From 4dd3f2aaa5056af569925df200cd759a7ec225e6 Mon Sep 17 00:00:00 2001
From: Trevor Bedford <trevor@bedford.io>
Date: Wed, 24 Jul 2024 10:59:43 -0700
Subject: [PATCH 2/3] Don't include Wuhan root in Nextstrain profile

Drop forced inclusion of Wuhan/1 root in the Nextstrain GISAID profile and swap rooting to use "best", ie temporally optimal rooting. This allows the root to be the common ancestor of the subsampled sequences. This makes it so that with the changes to time-based subsampling in the previous commit, the "6m" analysis includes samples from the previous 30m and the TMRCA is in ~2021.

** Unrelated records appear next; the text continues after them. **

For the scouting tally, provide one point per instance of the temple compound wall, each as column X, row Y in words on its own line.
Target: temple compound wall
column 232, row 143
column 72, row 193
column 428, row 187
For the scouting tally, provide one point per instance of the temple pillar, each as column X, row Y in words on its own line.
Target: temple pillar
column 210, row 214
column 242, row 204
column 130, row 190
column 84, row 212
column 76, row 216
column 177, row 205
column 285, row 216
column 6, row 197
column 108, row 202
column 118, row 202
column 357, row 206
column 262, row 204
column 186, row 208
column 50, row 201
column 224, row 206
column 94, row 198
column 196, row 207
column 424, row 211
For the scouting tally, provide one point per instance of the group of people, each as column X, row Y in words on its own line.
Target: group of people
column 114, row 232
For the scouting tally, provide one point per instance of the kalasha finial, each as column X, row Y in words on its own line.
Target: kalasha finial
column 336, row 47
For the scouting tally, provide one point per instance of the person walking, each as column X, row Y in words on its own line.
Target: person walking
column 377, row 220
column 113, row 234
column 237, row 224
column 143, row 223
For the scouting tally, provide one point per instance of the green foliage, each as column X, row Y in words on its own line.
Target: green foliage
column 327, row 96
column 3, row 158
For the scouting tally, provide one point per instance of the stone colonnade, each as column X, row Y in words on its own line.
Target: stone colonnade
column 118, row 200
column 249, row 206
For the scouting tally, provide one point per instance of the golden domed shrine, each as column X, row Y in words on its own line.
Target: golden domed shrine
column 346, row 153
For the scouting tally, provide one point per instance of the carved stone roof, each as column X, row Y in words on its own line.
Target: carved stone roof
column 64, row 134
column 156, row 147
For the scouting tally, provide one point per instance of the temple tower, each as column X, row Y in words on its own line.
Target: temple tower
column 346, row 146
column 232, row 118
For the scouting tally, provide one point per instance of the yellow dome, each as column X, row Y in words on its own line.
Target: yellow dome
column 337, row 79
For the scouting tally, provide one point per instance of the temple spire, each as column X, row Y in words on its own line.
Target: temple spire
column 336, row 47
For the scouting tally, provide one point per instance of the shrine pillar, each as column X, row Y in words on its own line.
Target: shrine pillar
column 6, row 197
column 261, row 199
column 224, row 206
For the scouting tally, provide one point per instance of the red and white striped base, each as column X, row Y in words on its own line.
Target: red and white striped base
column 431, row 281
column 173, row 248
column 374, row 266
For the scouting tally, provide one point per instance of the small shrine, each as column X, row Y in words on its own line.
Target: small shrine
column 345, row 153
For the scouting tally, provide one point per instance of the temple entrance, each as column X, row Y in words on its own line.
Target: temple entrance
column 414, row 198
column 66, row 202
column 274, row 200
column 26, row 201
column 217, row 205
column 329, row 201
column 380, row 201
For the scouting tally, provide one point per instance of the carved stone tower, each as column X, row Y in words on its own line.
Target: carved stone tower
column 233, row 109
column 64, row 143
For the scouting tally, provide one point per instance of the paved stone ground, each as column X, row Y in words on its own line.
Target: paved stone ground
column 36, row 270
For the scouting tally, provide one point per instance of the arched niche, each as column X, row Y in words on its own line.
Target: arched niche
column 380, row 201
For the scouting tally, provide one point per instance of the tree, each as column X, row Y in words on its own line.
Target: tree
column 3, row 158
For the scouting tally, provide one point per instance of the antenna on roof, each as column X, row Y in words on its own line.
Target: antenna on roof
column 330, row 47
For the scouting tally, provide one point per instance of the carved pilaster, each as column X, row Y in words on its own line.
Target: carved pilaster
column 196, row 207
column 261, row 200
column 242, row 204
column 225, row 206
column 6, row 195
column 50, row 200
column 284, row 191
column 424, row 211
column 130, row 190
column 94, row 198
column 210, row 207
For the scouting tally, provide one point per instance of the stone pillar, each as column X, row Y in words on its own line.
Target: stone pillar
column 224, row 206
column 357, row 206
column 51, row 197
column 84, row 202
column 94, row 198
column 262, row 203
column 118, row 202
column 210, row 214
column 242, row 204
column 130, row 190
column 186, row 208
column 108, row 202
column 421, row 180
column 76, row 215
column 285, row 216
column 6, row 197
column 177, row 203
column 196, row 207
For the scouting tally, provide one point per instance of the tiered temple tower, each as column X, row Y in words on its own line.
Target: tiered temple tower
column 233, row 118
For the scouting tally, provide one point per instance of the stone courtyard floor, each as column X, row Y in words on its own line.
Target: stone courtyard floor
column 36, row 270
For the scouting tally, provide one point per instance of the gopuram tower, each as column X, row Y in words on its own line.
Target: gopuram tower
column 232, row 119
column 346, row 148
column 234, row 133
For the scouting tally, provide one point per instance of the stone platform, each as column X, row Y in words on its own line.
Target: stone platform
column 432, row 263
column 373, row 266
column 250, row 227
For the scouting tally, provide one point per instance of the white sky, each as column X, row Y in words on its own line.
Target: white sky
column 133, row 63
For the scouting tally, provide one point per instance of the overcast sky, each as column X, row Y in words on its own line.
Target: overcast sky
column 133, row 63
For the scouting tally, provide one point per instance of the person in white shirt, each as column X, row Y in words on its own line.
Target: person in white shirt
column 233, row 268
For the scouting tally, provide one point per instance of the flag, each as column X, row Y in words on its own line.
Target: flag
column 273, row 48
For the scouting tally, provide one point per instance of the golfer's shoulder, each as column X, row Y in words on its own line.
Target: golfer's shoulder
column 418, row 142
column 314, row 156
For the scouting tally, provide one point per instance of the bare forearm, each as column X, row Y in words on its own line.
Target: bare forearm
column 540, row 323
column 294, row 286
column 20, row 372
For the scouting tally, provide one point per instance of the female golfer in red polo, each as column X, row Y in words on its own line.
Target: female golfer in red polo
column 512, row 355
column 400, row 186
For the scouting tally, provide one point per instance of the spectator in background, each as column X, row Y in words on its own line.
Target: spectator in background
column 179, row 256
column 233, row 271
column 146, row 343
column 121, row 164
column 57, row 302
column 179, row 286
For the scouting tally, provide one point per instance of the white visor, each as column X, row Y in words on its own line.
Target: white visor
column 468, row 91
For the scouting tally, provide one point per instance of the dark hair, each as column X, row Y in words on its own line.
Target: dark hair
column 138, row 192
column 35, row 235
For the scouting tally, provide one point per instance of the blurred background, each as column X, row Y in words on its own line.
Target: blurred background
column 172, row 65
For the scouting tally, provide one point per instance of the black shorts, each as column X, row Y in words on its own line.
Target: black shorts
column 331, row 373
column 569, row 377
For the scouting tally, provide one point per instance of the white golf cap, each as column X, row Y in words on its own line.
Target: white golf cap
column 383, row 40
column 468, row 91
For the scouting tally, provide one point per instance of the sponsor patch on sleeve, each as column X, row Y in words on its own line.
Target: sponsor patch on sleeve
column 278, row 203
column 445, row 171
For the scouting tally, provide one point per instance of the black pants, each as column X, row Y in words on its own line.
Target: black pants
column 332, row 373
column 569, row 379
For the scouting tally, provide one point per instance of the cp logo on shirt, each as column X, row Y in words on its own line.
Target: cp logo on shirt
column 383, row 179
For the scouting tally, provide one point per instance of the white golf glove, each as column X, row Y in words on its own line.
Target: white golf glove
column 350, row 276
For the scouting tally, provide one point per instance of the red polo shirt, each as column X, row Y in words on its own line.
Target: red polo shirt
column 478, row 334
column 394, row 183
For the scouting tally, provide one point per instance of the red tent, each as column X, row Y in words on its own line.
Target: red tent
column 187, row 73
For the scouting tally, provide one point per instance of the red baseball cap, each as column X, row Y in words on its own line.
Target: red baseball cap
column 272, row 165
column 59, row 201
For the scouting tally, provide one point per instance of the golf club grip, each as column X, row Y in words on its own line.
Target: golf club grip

This set up should be significantly more future proof than needing to continually make new clade-specific (eg /21L/) roots as selective sweeps occur.
---
 nextstrain_profiles/nextstrain-gisaid/builds.yaml | 6 ++++++
 nextstrain_profiles/nextstrain-gisaid/include.txt | 0
 2 files changed, 6 insertions(+)
 create mode 100644 nextstrain_profiles/nextstrain-gisaid/include.txt

diff --git a/nextstrain_profiles/nextstrain-gisaid/builds.yaml b/nextstrain_profiles/nextstrain-gisaid/builds.yaml
index d56530772..892253853 100644
--- a/nextstrain_profiles/nextstrain-gisaid/builds.yaml
+++ b/nextstrain_profiles/nextstrain-gisaid/builds.yaml
@@ -20,7 +20,9 @@ genes: ["ORF1a", "ORF1b", "S", "ORF3a", "E", "M", "ORF6", "ORF7a", "ORF7b", "ORF
 use_nextalign: true
 include_hcov19_prefix: True
 
+# use custom include file that doesn't specify Wuhan/1
 files:
+  include: "nextstrain_profiles/nextstrain-gisaid/include.txt"
   description: "nextstrain_profiles/nextstrain-gisaid/nextstrain_description.md"
 
 inputs:
@@ -928,6 +930,10 @@ subsampling:
       max_sequences: 75
       exclude: "--exclude-where 'region!=Oceania'"
 
+# root via temporal fit rather than explicit outgroup
+refine:
+  root: "best"
+
 # if different traits should be reconstructed for some builds, specify here
 # otherwise the default trait config in defaults/parameters.yaml will used
 traits:
diff --git a/nextstrain_profiles/nextstrain-gisaid/include.txt b/nextstrain_profiles/nextstrain-gisaid/include.txt
new file mode 100644
index 000000000..e69de29bb

From 9e59c586a091562d384d1d08c8821fb3030585da Mon Sep 17 00:00:00 2001
From: Trevor Bedford <trevor@bedford.io>
Date: Wed, 24 Jul 2024 18:06:59 -0700
Subject: [PATCH 3/3] Reduce from 2y context to 1y context

---
 .../nextstrain-gisaid/builds.yaml             | 102 +++++++++---------
 1 file changed, 51 insertions(+), 51 deletions(-)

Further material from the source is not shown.